SÃO PAULO, SP (FOLHAPRESS) – O emissário climático dos Estados Unidos, John Kerry, disse nesta quarta-feira (18) que os conflitos na Ucrânia e no Oriente Médio não justificam colocar de lado as medidas necessárias para conter a crise do clima.
“Enquanto as crises na Ucrânia e no Oriente Médio estão acontecendo agora, com pessoas morrendo e o potencial de grandes conflitos, a realidade continua sendo que o clima está tirando vidas no mundo todo, todos os dias”, afirmou.
Como exemplo, citou que 7 milhões de pessoas morrem todos os anos pela má qualidade do ar. “Isso vem da poluição causada por gases de efeito estufa, o que é a causa desta crise”, acrescentou.
As declarações ocorreram durante o Congresso Sustentável 2023, promovido pelo CEBDS (Conselho Empresarial Brasileiro para o Desenvolvimento Sustentável) no Masp, em São Paulo.

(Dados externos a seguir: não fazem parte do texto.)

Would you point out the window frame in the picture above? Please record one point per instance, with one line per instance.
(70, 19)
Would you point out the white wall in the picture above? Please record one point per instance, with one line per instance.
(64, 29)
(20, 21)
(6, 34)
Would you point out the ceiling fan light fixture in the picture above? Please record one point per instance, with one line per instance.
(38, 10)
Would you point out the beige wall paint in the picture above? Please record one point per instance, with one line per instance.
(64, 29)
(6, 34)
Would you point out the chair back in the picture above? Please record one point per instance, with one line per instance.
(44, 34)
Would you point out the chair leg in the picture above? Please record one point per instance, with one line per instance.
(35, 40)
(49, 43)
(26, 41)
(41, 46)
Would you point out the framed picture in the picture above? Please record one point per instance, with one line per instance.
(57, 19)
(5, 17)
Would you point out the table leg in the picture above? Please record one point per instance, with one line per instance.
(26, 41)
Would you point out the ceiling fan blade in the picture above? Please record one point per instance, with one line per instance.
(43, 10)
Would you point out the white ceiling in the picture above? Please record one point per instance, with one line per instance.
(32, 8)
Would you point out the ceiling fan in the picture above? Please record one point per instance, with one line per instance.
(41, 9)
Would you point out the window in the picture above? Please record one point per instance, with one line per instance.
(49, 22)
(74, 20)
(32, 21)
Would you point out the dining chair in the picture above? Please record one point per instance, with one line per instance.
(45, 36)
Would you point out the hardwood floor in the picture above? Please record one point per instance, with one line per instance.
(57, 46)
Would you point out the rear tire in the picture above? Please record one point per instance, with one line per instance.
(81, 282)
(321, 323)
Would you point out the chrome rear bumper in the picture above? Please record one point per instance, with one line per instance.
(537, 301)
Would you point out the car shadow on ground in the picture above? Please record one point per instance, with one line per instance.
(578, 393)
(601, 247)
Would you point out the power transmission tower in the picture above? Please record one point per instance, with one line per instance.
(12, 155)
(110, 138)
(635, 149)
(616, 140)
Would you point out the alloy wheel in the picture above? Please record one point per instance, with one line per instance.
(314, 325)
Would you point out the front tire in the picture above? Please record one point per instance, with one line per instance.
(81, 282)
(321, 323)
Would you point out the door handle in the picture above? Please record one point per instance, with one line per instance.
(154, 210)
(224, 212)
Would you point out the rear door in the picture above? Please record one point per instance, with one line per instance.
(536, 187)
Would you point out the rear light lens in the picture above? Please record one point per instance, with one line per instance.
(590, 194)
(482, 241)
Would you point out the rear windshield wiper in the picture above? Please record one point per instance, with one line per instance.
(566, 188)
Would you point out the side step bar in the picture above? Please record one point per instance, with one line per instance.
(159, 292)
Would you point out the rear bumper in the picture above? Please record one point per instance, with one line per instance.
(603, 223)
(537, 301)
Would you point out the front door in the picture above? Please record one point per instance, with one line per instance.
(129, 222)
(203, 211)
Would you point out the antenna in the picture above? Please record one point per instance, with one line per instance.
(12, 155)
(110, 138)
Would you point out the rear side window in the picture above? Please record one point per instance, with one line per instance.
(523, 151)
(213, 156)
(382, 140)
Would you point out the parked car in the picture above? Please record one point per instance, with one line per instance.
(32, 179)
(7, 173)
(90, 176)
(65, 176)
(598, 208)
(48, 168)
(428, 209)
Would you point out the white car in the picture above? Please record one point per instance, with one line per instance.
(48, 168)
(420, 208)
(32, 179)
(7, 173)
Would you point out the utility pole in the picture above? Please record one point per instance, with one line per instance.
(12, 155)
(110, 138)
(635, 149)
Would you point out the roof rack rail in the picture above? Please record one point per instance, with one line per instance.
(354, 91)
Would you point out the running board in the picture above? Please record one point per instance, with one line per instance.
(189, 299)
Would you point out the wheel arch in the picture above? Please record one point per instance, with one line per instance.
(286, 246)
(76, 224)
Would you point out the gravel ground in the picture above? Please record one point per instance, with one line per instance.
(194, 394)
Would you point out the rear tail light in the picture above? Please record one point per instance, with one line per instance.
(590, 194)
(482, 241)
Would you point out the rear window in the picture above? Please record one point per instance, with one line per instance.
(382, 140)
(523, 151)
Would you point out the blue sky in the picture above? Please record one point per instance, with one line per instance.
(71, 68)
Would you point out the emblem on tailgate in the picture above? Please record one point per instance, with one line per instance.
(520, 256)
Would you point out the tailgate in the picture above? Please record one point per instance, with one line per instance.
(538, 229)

Kerry participou do evento virtualmente.
O emissário disse ainda que a dificuldade de governos e algumas corporações de compreender -ou a atitude deliberada de evitar compreender- a importância da pauta climática é algo trágico para todos.
O americano também mencionou sua frustração com a falta de avanços significativos nas políticas para conter as mudanças climáticas ao longo das últimas décadas.

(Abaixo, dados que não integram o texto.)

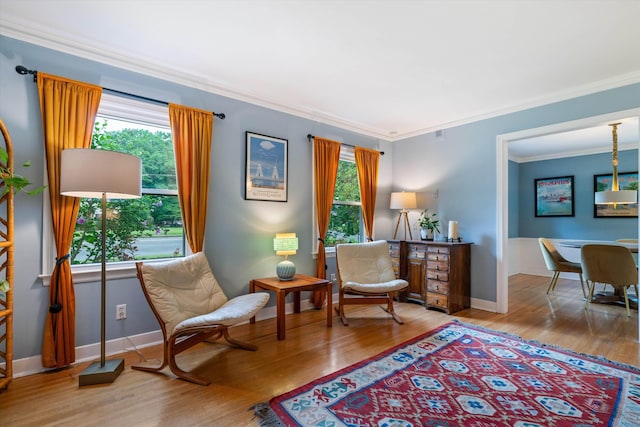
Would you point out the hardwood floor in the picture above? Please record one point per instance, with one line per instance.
(242, 378)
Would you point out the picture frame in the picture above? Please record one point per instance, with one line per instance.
(554, 197)
(626, 181)
(266, 176)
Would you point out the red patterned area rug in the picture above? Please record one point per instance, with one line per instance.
(464, 375)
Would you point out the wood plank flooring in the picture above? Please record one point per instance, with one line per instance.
(241, 378)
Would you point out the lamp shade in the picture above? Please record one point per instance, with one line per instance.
(285, 244)
(403, 200)
(615, 197)
(92, 173)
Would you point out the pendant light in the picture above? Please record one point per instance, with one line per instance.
(615, 195)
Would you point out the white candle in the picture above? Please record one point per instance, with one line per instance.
(453, 229)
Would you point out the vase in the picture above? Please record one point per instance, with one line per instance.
(426, 234)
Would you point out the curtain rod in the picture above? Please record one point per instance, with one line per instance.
(21, 69)
(310, 137)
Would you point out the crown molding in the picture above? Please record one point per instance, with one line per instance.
(27, 32)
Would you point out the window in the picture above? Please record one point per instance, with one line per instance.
(345, 223)
(146, 228)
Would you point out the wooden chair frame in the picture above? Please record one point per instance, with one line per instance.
(350, 296)
(362, 298)
(183, 340)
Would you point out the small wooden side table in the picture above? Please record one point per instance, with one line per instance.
(282, 287)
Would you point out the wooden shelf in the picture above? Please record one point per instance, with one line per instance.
(6, 271)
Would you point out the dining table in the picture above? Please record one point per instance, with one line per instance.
(607, 297)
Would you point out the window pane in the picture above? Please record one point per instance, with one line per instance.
(344, 225)
(347, 182)
(145, 228)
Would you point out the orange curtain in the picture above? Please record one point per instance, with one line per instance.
(367, 164)
(191, 130)
(69, 111)
(326, 159)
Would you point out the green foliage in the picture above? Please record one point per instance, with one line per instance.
(13, 180)
(344, 223)
(429, 221)
(127, 220)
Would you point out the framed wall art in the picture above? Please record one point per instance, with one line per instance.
(626, 181)
(554, 196)
(266, 168)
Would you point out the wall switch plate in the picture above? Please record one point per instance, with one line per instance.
(121, 311)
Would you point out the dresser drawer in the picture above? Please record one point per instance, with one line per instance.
(438, 286)
(436, 274)
(437, 266)
(438, 300)
(437, 257)
(416, 251)
(438, 249)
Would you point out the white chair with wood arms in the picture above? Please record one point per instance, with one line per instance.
(366, 276)
(191, 307)
(610, 265)
(557, 263)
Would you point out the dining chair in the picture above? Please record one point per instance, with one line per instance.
(557, 263)
(612, 265)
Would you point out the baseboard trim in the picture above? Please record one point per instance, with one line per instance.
(33, 365)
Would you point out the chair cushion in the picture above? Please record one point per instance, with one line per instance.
(183, 288)
(236, 310)
(365, 262)
(377, 288)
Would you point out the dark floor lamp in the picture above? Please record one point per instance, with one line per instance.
(100, 174)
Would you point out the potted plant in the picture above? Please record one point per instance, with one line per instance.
(428, 224)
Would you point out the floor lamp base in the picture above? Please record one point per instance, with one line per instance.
(96, 374)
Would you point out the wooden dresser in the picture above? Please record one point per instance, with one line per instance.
(439, 273)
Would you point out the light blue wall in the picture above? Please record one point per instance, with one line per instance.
(462, 165)
(239, 233)
(583, 225)
(514, 199)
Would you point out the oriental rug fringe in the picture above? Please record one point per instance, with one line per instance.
(465, 375)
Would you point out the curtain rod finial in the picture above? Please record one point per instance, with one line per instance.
(22, 70)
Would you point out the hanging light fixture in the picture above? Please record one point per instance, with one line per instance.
(615, 195)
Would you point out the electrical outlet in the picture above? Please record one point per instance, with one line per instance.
(121, 311)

“Eu estive em muitas, muitas, muitas reuniões, inclusive na Rio-92, e em muitas COPs [conferências da ONU sobre mudanças climáticas]. Então é um pouco chocante para mim estar falando da COP30 [que deve ocorrer em Belém, no Pará, em 2025] mesmo antes da COP28 [que começa em 30 de novembro, em Dubai]”, disse.
“Eu acho que todos estamos nos perguntando: haverá quantas COPs? Quantas COPs a ‘mãe natureza’ nos dará antes de ultrapassarmos fronteiras planetárias das quais não poderemos voltar?”, questionou, ressaltando que há extrema urgência em levar este assunto a sério.

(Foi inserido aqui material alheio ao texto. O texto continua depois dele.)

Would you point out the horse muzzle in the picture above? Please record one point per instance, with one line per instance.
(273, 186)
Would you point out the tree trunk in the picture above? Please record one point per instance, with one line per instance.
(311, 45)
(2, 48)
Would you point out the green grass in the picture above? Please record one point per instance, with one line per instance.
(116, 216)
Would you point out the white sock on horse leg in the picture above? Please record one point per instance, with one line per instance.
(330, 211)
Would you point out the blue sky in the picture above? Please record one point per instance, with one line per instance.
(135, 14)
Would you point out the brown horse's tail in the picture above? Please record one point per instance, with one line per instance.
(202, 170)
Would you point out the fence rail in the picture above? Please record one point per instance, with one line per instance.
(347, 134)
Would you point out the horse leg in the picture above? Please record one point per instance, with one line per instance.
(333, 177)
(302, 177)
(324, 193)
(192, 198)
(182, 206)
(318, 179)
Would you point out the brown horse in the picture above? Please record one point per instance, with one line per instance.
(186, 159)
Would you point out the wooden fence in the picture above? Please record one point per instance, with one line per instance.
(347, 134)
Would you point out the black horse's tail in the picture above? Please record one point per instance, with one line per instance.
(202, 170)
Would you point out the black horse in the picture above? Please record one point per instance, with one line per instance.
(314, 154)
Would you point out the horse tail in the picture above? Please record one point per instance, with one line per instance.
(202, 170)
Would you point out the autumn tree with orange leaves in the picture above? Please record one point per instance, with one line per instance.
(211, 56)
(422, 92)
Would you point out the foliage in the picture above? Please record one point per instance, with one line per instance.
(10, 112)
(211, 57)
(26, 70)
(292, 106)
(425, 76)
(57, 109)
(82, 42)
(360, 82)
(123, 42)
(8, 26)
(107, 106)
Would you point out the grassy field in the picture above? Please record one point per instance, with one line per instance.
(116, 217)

Faltando pouco mais de seis semanas para a COP28, especialistas apontam que a guerra entre Israel e o Hamas deve prejudicar avanços nas negociações. O maior evento climático do mundo acontecerá de 30 de novembro a 12 de dezembro nos Emirados Árabes Unidos -país do Oriente Médio, região do conflito.
A previsão é de que haja um impacto negativo na priorização das pautas climáticas, assim como aconteceu em 2022, diante da invasão da Ucrânia pela Rússia.
Ele apontou que o Brasil pode servir como exemplo de desenvolvimento sustentável para o mundo e que a melhora nos números de desmatamento da Amazônia está se convertendo em mais investimentos.
“O Brasil pode continuar demonstrando o progresso que tem feito [na Amazônia] e expandi-lo para outros biomas, como o cerrado”, disse. “A proteção da floresta tem que andar de mãos dadas com o desenvolvimento econômico.”
No mês passado, o cerrado registrou o mais alto índice de desmatamento para o mês de setembro na série histórica, iniciada em 2018, no sistema Deter, do Inpe (Instituto Nacional de Pesquisas Espaciais). Foram perdidos 679,7 km². A maior marca até então para o período era de 451,5 km², em setembro de 2018. Em relação ao mesmo mês em 2022, o crescimento foi de 149% no bioma.
Na amazônia, a destruição da floresta em setembro foi de 629,3 km², o que representa uma queda de 56,7% na comparação com o mesmo período no ano passado. Em 2022, durante o governo Bolsonaro (PL), foi atingido o número mais alto para setembro, com 1.454,7 km².
Participando do painel ao lado do CEO global da JBS, Gilberto Tomazoni, Kerry alertou para a importância de o agronegócio brasileiro aumentar sua produção sem expandir terras de colheita ou pastagem.
“Algo que aprendemos nos últimos anos é que podemos explorar muito menos terra e produzir muito mais -e isso acontece também com a pecuária. Não estamos em uma situação em que precisamos dizer às pessoas para largar uma oportunidade ou se sacrificarem. É possível ter critérios mais altos e viver com sustentabilidade”, afirmou.
Segundo dados do Seeg (Sistema de Estimativas de Emissões de Gases de Efeito Estufa do Observatório do Clima), em 2022, o desmatamento respondeu por 49% das emissões brasileiras de gases de efeito estufa, seguido pela agropecuária (principalmente pela emissão de metano do rebanho bovino), com 25%, e energia, com 18%.
Porém, como quase todo o desmate no país está associado à produção agropecuária, é possível dizer que este setor é o principal responsável pelas emissões nacionais.
“O agronegócio brasileiro tem a oportunidade de servir de exemplo de como uma alta produtividade pode ser associada a práticas que têm emissões baixas”, ressaltou.